TABLE 3 T-TAS Analysis Parameters Reflecting Thrombus Formation in TGR Rats T₁₀ OT Group Treatment (time, min) (time, min) AUC 1 Control 3.824 ± 0.3617 6.514 ± 0.8366 2000 ± 40.62 2 Dabigatran 4.780 ± 0.7073 8.011 ± 1.317 1898 ± 80.66 3 Dabigatran + 4.720 ± 0.5242 8.016 ± 1.068 1906 ± 58.24 Vitamin K2 (MK-7) 4 Rivaroxaban 4.996 ± 0.8216 8.324 ± 1.578 1876 ± 91.28 5 Rivaroxaban 5.019 ± 0.6657 8.423 ± 1.385 1875 ± 75.94 Vitamin K2 MK-7

Claims

1-42. (canceled)

43. A method of treating or preventing a condition characterized by unacceptable blood clotting and/or an increased risk thereof, the method comprising the step of administering to a subject in need thereof a combination comprising a therapeutic amount of vitamin K2 and at least one anticoagulant, wherein the at least one anticoagulant comprises a first anticoagulant configured to inhibit free Factor Xa and/or Factor Xa bound in a prothrombinase complex of the subject.

44. The method according to claim 43, wherein the first anticoagulant is rivaroxaban, or apixaban, or dabigatran etexilate.

45. The method according to claim 43, wherein the vitamin K2 is administered in an amount of between about 10 and 2000 μg/day.
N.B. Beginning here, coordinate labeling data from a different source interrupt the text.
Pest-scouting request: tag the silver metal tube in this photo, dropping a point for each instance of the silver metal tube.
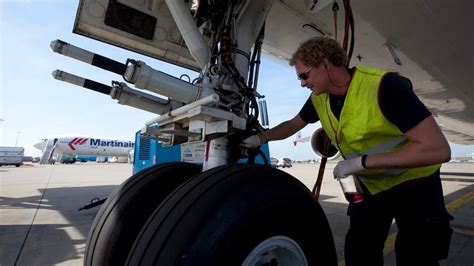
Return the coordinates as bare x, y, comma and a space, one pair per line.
147, 78
127, 96
213, 98
190, 32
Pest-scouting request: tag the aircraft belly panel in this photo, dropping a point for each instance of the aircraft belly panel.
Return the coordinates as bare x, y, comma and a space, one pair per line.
156, 33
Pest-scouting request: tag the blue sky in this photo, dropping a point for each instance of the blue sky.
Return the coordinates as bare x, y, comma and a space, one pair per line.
34, 105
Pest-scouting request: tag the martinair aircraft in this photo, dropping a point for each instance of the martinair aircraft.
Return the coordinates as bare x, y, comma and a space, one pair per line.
224, 213
75, 145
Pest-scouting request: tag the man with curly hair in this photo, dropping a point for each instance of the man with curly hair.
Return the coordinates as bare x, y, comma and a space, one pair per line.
389, 141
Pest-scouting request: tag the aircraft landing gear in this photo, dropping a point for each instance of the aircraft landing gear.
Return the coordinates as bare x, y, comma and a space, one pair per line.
126, 210
237, 215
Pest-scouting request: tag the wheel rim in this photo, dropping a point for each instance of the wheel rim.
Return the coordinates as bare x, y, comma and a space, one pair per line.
276, 250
46. The method according to claim 43, wherein the vitamin K2 is administered in an amount of between about 50 and 1000 μg/day.

47. The method according to claim 43, wherein the vitamin K2 is administered in an amount of between about 150 and 500 μg/day.
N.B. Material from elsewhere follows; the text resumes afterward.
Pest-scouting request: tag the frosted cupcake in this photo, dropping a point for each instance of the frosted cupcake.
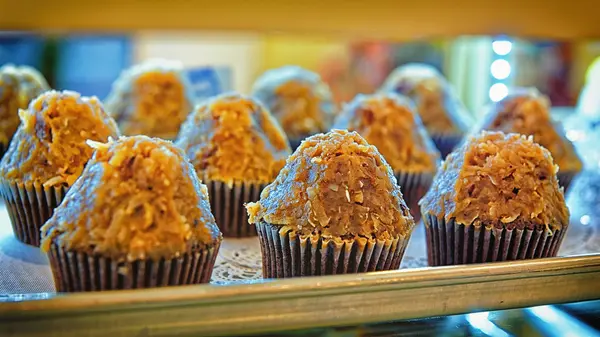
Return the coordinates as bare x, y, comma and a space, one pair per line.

48. The method of claim 43, wherein the vitamin K2 is administered in an amount of between about 15 and 20 mg/day.

49. The method according to claim 43, wherein the subject suffers from oxidative stress, unacceptably low ATP production, unacceptably low blood flow, or a combination thereof.

50. The method of claim 43, wherein the condition is selected from the group consisting of pulmonary embolism, arterial fibrillation, joint replacement, deep vein thrombosis, and a combination thereof.
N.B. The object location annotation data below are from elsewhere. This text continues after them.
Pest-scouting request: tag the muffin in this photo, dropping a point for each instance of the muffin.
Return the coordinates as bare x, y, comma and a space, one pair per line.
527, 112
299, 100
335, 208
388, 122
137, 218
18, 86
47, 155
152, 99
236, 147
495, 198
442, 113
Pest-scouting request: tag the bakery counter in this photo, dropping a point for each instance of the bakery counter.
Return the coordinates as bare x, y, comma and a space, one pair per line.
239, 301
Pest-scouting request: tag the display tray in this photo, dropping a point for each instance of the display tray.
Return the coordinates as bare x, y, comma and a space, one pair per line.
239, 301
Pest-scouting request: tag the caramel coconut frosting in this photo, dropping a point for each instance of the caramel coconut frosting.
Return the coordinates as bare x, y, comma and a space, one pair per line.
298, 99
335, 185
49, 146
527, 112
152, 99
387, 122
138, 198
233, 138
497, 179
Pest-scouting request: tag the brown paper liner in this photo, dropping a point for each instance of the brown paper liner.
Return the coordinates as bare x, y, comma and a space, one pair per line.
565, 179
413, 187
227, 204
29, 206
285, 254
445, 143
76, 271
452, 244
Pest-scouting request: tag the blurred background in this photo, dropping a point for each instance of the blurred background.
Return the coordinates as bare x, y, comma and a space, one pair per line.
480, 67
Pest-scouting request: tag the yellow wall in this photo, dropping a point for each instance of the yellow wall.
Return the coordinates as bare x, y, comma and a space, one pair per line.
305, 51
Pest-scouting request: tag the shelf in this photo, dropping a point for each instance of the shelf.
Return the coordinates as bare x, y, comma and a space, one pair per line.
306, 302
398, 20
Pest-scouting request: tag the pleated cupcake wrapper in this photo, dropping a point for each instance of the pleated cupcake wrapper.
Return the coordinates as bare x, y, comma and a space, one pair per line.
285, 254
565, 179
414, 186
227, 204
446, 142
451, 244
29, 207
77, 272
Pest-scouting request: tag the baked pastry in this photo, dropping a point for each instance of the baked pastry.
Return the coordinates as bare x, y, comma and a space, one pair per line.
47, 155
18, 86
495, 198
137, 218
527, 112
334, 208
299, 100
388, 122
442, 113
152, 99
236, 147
51. A method of treating or preventing delayed onset muscle soreness, the method comprising the step of administering to a subject in need thereof a combination comprising a therapeutic amount of vitamin K2 and at least one anticoagulant.

52. The method of claim 51, wherein the at least one anticoagulant comprises a first anticoagulant that is configured to inhibit free Factor Xa and/or Factor Xa bound in a prothrombinase complex in a subject.

53. The method of claim 51, wherein the at least one anticoagulant comprises a first anticoagulant that is configured to inhibit free Factor Xa and/or Factor Xa bound in a prothrombinase complex in a subject, wherein the first anticoagulant is selected from the group consisting of rivaroxaban, apixaban, and dabigatran etexilate.

54. A method of treating and preventing oxidative stress or muscle soreness, or for increasing ATP production in a cell, the method comprising the step of administering to a subject in need thereof a composition comprising a therapeutic amount of vitamin MK-7.

55. The method of claim 54, wherein the composition also comprises at least one anticoagulant, wherein the anticoagulant is selected from the group consisting of rivaroxaban, apixaban, and dabigatran etexilate.